Полустудентка (учебу прервали), но тебя уже считали хорошим колористом (подобрать цвет больного неба вы смогли бы?) и к тому же не белоручкой. Ты стала его подмастерьем. Разница в возрасте, как игла Адмиралтейства, — одиннадцать лет. А в росте? Еленочка Блау хихикнула, что Оля Амбарцуни поднимается на пуанты, когда видит Сокольского.
«Если бы мы ходили только по земле, — напевал он ей после, — я не разглядел бы тебя». Да, там, наверху по-другому. Там лицом любуется ветер. И потом — вот уж проза — у нее лопнула горловина свитера аж до смуглого плеча.
Пусть фантазирует. Ты всё увидела как раз на земле. Бывает же такая спинища у знатоков древностей — ты вошла в комнатку, где он сутулился над планами города, прикидывая, какие ориентиры наметят немецкие летчики, — и, не смотря на тебя, не бросая планы, позвал: «Ну, Птаха, где скачешь?»
Ты растерялась, он повернулся. Засмеялся, оправдываясь, — Птахой называл Еленочку, которая уже работала у него две недели и требовала, чтобы Юрий Павлович говорил ей «ты».
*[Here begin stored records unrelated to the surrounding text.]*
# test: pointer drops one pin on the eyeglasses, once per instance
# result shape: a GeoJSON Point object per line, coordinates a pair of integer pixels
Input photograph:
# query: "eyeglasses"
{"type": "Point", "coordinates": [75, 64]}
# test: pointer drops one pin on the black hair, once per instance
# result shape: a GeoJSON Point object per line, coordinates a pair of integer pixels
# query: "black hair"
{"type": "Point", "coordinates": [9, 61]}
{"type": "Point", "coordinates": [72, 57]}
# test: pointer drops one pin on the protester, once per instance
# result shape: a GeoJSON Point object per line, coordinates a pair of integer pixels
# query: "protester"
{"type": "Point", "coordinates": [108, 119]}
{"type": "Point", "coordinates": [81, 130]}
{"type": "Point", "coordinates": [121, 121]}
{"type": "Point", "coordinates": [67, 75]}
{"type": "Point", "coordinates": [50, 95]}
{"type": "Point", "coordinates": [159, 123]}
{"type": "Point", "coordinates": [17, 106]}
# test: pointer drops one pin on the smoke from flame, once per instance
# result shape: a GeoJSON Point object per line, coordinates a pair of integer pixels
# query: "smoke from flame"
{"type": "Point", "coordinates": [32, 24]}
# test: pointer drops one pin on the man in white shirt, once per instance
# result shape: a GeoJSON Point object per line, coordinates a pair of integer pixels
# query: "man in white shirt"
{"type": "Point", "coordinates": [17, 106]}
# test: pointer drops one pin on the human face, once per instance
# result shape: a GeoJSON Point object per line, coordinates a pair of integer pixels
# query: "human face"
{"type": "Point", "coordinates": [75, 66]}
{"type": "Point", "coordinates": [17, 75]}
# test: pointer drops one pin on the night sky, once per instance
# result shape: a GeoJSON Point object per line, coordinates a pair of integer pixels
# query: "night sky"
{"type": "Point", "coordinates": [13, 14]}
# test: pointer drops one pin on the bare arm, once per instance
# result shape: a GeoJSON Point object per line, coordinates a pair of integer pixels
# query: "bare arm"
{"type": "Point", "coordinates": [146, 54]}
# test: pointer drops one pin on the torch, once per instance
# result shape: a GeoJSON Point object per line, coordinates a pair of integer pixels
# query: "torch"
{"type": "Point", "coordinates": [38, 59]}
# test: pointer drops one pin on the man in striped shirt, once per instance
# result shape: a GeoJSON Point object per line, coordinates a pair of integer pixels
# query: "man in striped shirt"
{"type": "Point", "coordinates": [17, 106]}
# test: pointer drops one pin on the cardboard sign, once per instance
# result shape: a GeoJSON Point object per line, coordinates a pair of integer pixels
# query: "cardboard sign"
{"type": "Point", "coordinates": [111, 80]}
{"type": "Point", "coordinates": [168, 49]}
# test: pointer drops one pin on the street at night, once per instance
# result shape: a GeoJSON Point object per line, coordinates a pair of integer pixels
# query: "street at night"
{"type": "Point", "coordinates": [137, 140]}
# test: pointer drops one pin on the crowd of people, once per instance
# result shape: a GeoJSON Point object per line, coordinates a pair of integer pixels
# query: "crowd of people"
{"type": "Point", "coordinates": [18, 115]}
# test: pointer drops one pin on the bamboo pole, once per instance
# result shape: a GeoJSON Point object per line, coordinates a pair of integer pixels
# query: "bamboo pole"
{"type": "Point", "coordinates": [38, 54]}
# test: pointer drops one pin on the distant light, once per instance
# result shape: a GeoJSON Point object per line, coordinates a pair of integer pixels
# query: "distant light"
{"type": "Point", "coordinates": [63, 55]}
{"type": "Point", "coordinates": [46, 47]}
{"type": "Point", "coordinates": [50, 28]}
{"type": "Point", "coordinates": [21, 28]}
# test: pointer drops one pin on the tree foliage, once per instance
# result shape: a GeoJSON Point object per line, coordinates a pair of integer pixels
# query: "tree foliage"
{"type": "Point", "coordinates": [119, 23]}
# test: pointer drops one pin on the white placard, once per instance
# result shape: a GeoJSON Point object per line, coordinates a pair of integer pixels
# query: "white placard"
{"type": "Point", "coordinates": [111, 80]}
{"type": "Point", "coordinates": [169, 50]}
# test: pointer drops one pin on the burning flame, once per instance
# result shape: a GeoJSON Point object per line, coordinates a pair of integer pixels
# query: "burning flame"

«Амбарцуни», — назвала себя.
«Армянская красавица?» — нет, он не флиртовал.
«Да», — сказала совсем не сразу и почти раздраженно.
«Я вас научу не бояться высоты».
Нет, не ответила, что и так не боишься. Почему? Хотелось бы знать...
4
Ты с удивлением обнаружила, что он не петербуржец, — пскович. Причем пскович до безумия. «Когда-нибудь, — пел он ей, покалывая щекой ее щеку, — когда-нибудь...» Папироска (он любил курить по утрам в кровати) преобращалась в инструмент вычерчивания воздушных замков — ты слушала, покоя голову на его голом плече, и сквозь белый дымок видела палаты, из которых вырастали скрипучие галдарейки с железными петушками-кукарекалами наверху, видела окончины, посверкивающие мускавитским стеклом — проще сказать, слюдой, видела бочарни и сами бочки со снедью, видела церкви — он говорил о них, как говорят о дядьях, тетках, — он рассказал, что у каждой, например, свой голос — у Анастасии, которой пятьсот лет, — голосочек молоденький, а у Николы с Усохи — голосина с баском. Он вспомнил, что Спас Нерукотворный у Жабьей лавицы припадает на левую ногу, — неужели он произнес «подагра»? — да, каменная подпора колокольни заваливается и ползет, ползет. А Никола Явленный будто шляхтич в модном кафтане. А принявший обет молчания храм с Труворова городища? А разговорчивые старики — колокола псково-печерские? А прабабка Гремячая башня? Потом ты встретишь у старых каменщиков, с которыми Сокольский вычинял ее кладку, кличку — «бабкин внучек» — про него.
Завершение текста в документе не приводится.